Whatever the exact meaning of the name, it indicates God’s total power and
guarantees his ability to compel the Egyptians to let Israel go (3:13–22). The second problem
that Moses anticipates is that the Egyptians will not believe him. To answer their doubts he is
given three signs to persuade them that God has spoken to him. His staff will turn into a
serpent when thrown on the ground. The skin of his hand will peel off like snow when he puts
it inside his cloak. Finally, when he pours water on the ground, it will turn to blood (4:1–9).
Apparently convinced by these signs, Moses raises yet a third objection: he is no good
at speaking. To deal with this, God appoints Aaron, Moses’ brother, to speak on his behalf.
Jethro, his father-in-law, encourages him to return to Egypt. The LORD again urges Moses to
return to Egypt, but warns him that Pharaoh will be very reluctant to let the Israelites leave
(4:10–23). It therefore comes as a great shock to read in 4:24 ‘At a lodging place on the way
the LORD met him and sought to put him to death.’ Why should God try to kill Moses, when
he is only obeying the divine instruction to go back to the Pharaoh?
Similar questions arise in Genesis 32:24–30, when a ‘man’ wrestles with Jacob,
although he was returning at God’s behest to Canaan, and in Numbers 22:22–35, when the
angel of the LORD, sword in hand, opposes Balaam on his mission to bless Israel. On all
these occasions complete readiness to obey the will of God was essential, but Moses’ failure
to circumcise his son could have been a sign of his half- heartedness, for circumcision was a
prerequisite for participation in the Passover, which preceded the exodus (12:48). Moses’
mission was to lead his people out of Egypt in the exodus in fulfilment of the covenant
promises made to the patriarchs, yet his own son was uncircumcised, even though Abraham
had been warned that failure to circumcise would lead to the person dying suddenly (Gen.

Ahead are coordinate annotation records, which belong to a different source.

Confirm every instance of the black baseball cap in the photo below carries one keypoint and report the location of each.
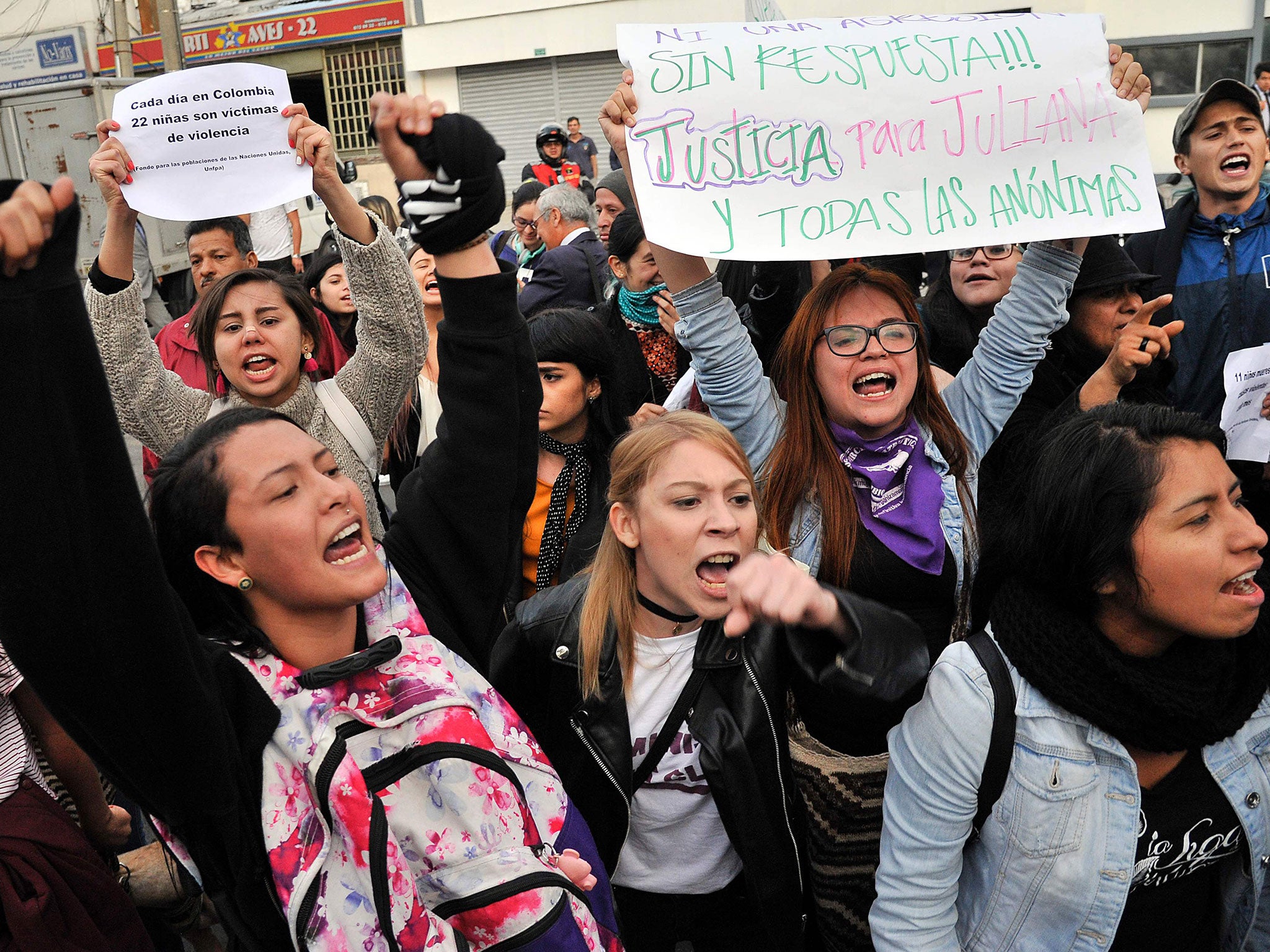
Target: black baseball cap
(1219, 92)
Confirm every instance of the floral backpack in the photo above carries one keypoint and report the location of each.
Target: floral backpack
(407, 806)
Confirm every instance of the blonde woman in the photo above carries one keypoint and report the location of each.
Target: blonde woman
(682, 632)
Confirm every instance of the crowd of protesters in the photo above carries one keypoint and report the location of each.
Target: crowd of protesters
(930, 622)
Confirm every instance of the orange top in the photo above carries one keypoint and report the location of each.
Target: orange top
(534, 524)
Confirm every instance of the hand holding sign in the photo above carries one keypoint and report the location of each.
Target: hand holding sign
(111, 165)
(1128, 77)
(882, 134)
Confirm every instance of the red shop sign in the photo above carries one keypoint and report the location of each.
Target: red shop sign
(300, 27)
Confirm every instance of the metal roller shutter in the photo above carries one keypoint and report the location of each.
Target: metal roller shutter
(513, 99)
(585, 83)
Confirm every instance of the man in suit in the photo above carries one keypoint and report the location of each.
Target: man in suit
(1261, 87)
(573, 272)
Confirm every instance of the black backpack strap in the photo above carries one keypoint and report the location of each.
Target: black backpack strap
(1001, 748)
(677, 716)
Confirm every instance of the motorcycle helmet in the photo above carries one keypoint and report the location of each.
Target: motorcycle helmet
(551, 133)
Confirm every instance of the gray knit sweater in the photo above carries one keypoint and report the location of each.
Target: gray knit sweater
(155, 405)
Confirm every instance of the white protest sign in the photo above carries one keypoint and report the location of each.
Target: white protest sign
(878, 135)
(1248, 379)
(210, 143)
(678, 398)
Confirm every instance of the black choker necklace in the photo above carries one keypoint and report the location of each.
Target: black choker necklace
(680, 620)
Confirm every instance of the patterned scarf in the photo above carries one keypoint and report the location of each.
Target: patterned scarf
(639, 306)
(557, 531)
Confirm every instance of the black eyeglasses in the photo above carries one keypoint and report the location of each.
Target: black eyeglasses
(993, 253)
(853, 339)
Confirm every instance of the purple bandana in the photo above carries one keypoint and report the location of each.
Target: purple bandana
(897, 491)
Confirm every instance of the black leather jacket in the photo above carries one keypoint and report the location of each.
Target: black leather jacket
(738, 721)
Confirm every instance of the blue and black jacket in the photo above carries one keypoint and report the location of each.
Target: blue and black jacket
(1219, 272)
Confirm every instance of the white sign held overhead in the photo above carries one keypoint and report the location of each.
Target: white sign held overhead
(210, 143)
(1248, 379)
(879, 135)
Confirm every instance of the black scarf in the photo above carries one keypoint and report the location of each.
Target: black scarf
(1196, 694)
(557, 532)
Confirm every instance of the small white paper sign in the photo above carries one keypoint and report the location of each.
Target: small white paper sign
(678, 398)
(210, 143)
(882, 135)
(1248, 379)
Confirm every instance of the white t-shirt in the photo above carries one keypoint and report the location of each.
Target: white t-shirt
(271, 232)
(17, 756)
(677, 843)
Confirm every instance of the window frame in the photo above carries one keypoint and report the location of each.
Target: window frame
(1197, 40)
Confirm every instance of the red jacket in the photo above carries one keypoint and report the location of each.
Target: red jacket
(179, 353)
(568, 174)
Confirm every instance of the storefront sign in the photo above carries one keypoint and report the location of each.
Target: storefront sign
(42, 59)
(285, 29)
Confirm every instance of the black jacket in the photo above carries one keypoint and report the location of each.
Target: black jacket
(562, 277)
(86, 611)
(633, 379)
(738, 720)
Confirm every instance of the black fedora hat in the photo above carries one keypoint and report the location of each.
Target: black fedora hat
(1106, 266)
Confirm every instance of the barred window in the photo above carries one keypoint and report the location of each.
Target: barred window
(1186, 69)
(353, 74)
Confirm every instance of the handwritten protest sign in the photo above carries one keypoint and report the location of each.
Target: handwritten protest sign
(874, 135)
(208, 143)
(1248, 379)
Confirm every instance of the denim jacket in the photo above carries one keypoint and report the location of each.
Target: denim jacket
(1054, 861)
(985, 394)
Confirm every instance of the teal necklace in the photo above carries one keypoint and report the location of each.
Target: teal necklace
(639, 306)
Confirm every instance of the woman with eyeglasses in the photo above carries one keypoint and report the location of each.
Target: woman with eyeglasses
(521, 244)
(961, 301)
(869, 480)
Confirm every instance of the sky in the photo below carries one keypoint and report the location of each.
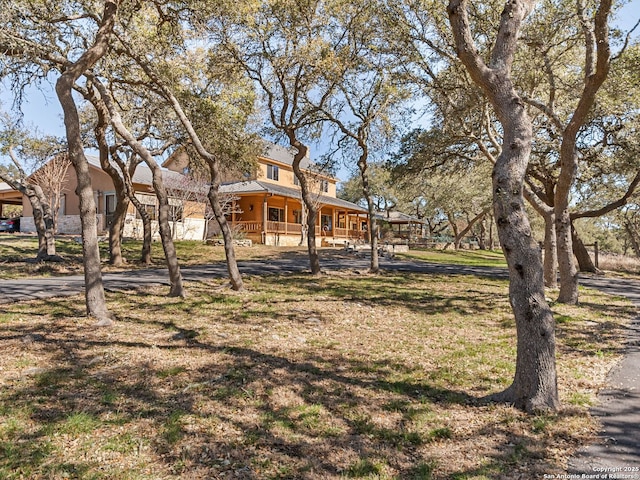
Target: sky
(42, 109)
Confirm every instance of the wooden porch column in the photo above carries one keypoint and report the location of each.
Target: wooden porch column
(286, 215)
(265, 213)
(233, 212)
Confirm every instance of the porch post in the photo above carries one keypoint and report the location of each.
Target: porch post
(265, 212)
(286, 215)
(233, 212)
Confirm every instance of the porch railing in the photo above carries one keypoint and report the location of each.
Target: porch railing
(295, 228)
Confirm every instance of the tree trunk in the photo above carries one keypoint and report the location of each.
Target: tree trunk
(94, 289)
(175, 277)
(460, 235)
(633, 237)
(309, 201)
(227, 234)
(534, 387)
(482, 238)
(585, 264)
(44, 223)
(116, 227)
(566, 265)
(145, 254)
(596, 69)
(550, 252)
(374, 266)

17:14). Only the decisive action of Zipporah saves the family, and by implication the whole
mission.
5:1—7:13: Negotiating with the Pharaoh
After meeting with Aaron and the people, Moses goes in to the Pharaoh and asks that
the Israelites may go and hold a feast in the wilderness for three days. This was of course
much less than they wanted, but even this modest request is harshly rebuffed: indeed, they are
required to find their own straw to make bricks. This leads to bitter recrimination against
Moses and Aaron, who are told that they have only made things worse.
This prompts the LORD to reaffirm his promises of deliverance in the most categoric
terms. He is the LORD, whom the patriarchs knew as God Almighty. He will deliver them
from slavery and bring them to the promised land. So Aaron and Moses return to Pharaoh and
demonstrate their divine call by turning their staff into a serpent. But Pharaoh’s advisers do
the same with their staffs, and although Aaron’s serpent eats up all the other serpents,
Pharaoh refuses to give in and the exodus is no nearer to happening.